The headers are now included. Now when we load the data, we get a convenient DataFrame.

In [22]:
# Load DataFrame
df_reloaded = pd.read_csv('xa_combined.csv')

# Take a look
df_reloaded
Out[22]:
low high
0 1840 1683.0
1 2090 2061.0
2 2169 1792.0
3 1988 1852.0
4 2212 2091.0
5 2339 1781.0
6 1989 1912.0
7 2144 1802.0
8 2290 1751.0
9 1920 1731.0
10 2280 1892.0
11 1809 1951.0
12 2158 1809.0
13 1800 1683.0
14 2133 1787.0
15 2060 1840.0
16 2160 1821.0
17 2001 1910.0
18 2030 1930.0
19 2088 1800.0
20 1951 1833.0
21 2460 1683.0
22 2021 1671.0
23 2010 1680.0
24 2139 1692.0
25 2160 1800.0
26 2106 1821.0
27 2171 1882.0
28 2113 1642.0
29 2179 1749.0
30 1890 1712.0
31 2179 1661.0
32 2021 1701.0
33 1969 2141.0
34 2150 1863.0
35 1900 1752.0
36 2267 1740.0
37 1711 1721.0
38 1901 1660.0
39 2114 1930.0
40 2112 2030.0
41 2361 1851.0
42 2130 2131.0
43 2061 1828.0
44 2121 NaN
45 1832 NaN
46 2210 NaN
47 2130 NaN
48 2153 NaN
49 2009 NaN
50 2100 NaN
51 2252 NaN
52 2143 NaN
53 2252 NaN
54 2222 NaN
55 2121 NaN
56 2409 NaN

A note on tidy data

Hadley Wickham wrote a great article in favor of "tidy data." Tidy DataFrames follow the rules:

  1. Each variable is a column.
  2. Each observation is a row.
  3. Each type of observation has its own separate DataFrame.

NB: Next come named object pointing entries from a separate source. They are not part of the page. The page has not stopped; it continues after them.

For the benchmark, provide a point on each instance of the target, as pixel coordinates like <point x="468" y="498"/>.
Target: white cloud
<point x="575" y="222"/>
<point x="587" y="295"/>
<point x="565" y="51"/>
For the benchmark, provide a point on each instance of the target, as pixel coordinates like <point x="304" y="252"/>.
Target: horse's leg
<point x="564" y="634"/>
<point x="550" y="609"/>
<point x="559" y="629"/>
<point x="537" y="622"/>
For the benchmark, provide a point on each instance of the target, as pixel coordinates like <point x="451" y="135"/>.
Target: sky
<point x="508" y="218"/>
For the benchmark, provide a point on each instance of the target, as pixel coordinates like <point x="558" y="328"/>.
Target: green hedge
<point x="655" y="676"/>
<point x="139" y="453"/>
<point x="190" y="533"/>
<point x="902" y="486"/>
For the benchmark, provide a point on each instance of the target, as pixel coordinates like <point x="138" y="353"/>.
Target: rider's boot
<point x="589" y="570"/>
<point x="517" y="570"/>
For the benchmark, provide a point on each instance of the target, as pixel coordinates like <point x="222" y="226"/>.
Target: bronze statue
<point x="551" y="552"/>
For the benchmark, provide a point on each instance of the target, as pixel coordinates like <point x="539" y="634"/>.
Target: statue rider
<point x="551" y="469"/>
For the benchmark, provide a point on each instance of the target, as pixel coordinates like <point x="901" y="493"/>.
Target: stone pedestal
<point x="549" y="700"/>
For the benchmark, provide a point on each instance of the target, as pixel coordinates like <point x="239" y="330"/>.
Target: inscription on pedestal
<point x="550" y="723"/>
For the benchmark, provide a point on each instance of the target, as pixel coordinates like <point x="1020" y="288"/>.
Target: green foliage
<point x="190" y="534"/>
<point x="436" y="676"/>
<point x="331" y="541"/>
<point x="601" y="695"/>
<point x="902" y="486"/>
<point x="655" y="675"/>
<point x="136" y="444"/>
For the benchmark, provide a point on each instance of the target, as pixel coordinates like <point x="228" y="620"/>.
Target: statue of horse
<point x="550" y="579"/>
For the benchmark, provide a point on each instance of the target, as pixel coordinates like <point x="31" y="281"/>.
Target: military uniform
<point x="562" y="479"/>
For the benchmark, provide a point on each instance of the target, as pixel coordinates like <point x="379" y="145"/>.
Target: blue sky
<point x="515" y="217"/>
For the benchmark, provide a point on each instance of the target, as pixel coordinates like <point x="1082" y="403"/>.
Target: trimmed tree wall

This is less pretty to visualize as a table, but we rarely look at data in tables. In my experience since taking Wickham's words to heart, I can say that keeping tidy DataFrames makes life much easier!

A tidy DataFrame of the cross-sectional area data would have two columns, "food density" and "cross-sectional area (sq micron)." Remember, each variable is a column. Each row, then corresponds to an individual measurement. This results in a lot of repeated entries (we'll have 44 highs), but it is very clean logically and easy to work with. Let's tidy our DataFrame. The pd.melt() function makes this easy.

In [25]:
df = pd.melt(df, var_name='food density', 
             value_name='cross-sectional area (sq micron)').dropna()

Here, we used the dropna() method to drop any row that contained a NaN. Saving this DataFrame takes a bit more storage, but it is much clearer.